Reputation: 187
I am using the REEMtree
package in R to build a tree with random effects, but when I attempt to make predictions on the test data, I encounter the following error:
Error in predict.REEMtree(my_REEMtree, newdata = testing_data) : number of observations in newdata does not match the length of the group identifiers
Here's my reproducible code:
library(caret)
library(REEMtree)
library(rpart)
# Generate synthetic data with pupils in classes
n_classes <- 30
n_pupils <- 30
ds <- data.frame(
x1 = rnorm(n_classes * n_pupils, 0, 1),
z1 = rep(rnorm(n_classes, 0, 1), each = n_pupils)
)
ds$y = 1 + 2 * ds$x1 + 3 * ds$z1 + rnorm(n_classes * n_pupils, 0, 1)
ds$class_id <- as.factor(rep(1:n_classes, each = n_pupils))
# creates the class id
# Split the data
set.seed(123) # For reproducibility
trainingRows <- createDataPartition(ds$y, p = .80, list = FALSE)
training_data <- ds[trainingRows,]
testing_data <- ds[-trainingRows,]
# Fit the model
my_REEMtree <- REEMtree(y ~ x1 + z1, data=training_data, random=~1|class_id, tree.control=rpart.control(cp=0.001))
# Predict with the model
predictions <- predict(my_REEMtree, newdata=testing_data)
# Perform checks to address error
print(levels(ds$class_id))
print(levels(training_data$class_id))
print(levels(testing_data$class_id))
sum(is.na(training_data$class_id))
sum(is.na(testing_data$class_id))
summary(testing_data$class_id)
all(levels(training_data$class_id) == levels(testing_data$class_id)) # returns TRUE
I have validated that there are no NA
values in the class_id
column, and the factor levels are the same across the training and testing sets.
I suspect the error is related to the internal expectations of the predict()

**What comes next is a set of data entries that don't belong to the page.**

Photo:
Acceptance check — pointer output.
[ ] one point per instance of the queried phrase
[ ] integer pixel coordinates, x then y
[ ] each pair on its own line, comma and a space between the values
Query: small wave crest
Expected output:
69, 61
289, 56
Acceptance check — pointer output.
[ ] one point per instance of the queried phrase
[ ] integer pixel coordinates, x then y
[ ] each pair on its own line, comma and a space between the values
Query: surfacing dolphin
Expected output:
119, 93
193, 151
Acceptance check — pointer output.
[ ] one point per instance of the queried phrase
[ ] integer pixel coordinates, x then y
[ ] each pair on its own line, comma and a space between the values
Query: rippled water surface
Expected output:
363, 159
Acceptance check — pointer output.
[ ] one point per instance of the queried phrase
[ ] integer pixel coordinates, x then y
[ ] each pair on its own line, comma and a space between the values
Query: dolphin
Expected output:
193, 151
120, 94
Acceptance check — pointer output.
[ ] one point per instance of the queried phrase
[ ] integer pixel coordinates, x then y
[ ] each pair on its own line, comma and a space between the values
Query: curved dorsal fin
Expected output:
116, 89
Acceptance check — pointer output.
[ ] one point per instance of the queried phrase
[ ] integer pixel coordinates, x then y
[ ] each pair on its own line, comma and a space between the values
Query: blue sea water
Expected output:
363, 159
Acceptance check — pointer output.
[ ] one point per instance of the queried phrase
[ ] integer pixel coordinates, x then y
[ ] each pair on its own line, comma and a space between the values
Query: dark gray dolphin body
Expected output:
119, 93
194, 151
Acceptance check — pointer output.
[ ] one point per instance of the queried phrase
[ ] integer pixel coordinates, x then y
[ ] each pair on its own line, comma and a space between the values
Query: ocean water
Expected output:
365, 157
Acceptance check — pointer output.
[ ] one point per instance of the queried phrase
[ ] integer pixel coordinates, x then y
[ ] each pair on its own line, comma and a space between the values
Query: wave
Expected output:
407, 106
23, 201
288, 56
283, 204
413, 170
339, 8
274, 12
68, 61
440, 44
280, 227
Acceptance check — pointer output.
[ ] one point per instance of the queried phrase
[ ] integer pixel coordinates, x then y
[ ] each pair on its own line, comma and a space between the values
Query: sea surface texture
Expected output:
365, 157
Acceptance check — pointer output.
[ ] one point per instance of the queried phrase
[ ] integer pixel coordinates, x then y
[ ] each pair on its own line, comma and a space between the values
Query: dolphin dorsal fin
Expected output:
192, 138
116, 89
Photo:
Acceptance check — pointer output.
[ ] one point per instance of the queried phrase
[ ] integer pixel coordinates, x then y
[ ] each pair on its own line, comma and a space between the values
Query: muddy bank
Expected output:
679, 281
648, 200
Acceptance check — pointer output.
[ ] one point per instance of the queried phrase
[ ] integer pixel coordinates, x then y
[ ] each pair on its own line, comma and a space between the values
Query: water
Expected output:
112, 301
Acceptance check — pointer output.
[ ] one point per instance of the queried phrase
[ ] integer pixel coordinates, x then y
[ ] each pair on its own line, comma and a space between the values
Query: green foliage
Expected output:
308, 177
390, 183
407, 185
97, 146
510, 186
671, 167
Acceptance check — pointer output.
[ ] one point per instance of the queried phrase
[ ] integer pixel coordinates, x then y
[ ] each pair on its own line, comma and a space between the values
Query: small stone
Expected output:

function, but I have been unable to pinpoint the issue. Any insights into why this error is occurring and how to resolve it would be appreciated.
Upvotes: 0
Views: 20
Reputation: 187
Got it.
Fo the REEMtree to work you have to define the id in the predict
function:
predict(my_REEMtree, newdata=testing_data, id = testing_data$class_id)
Upvotes: 0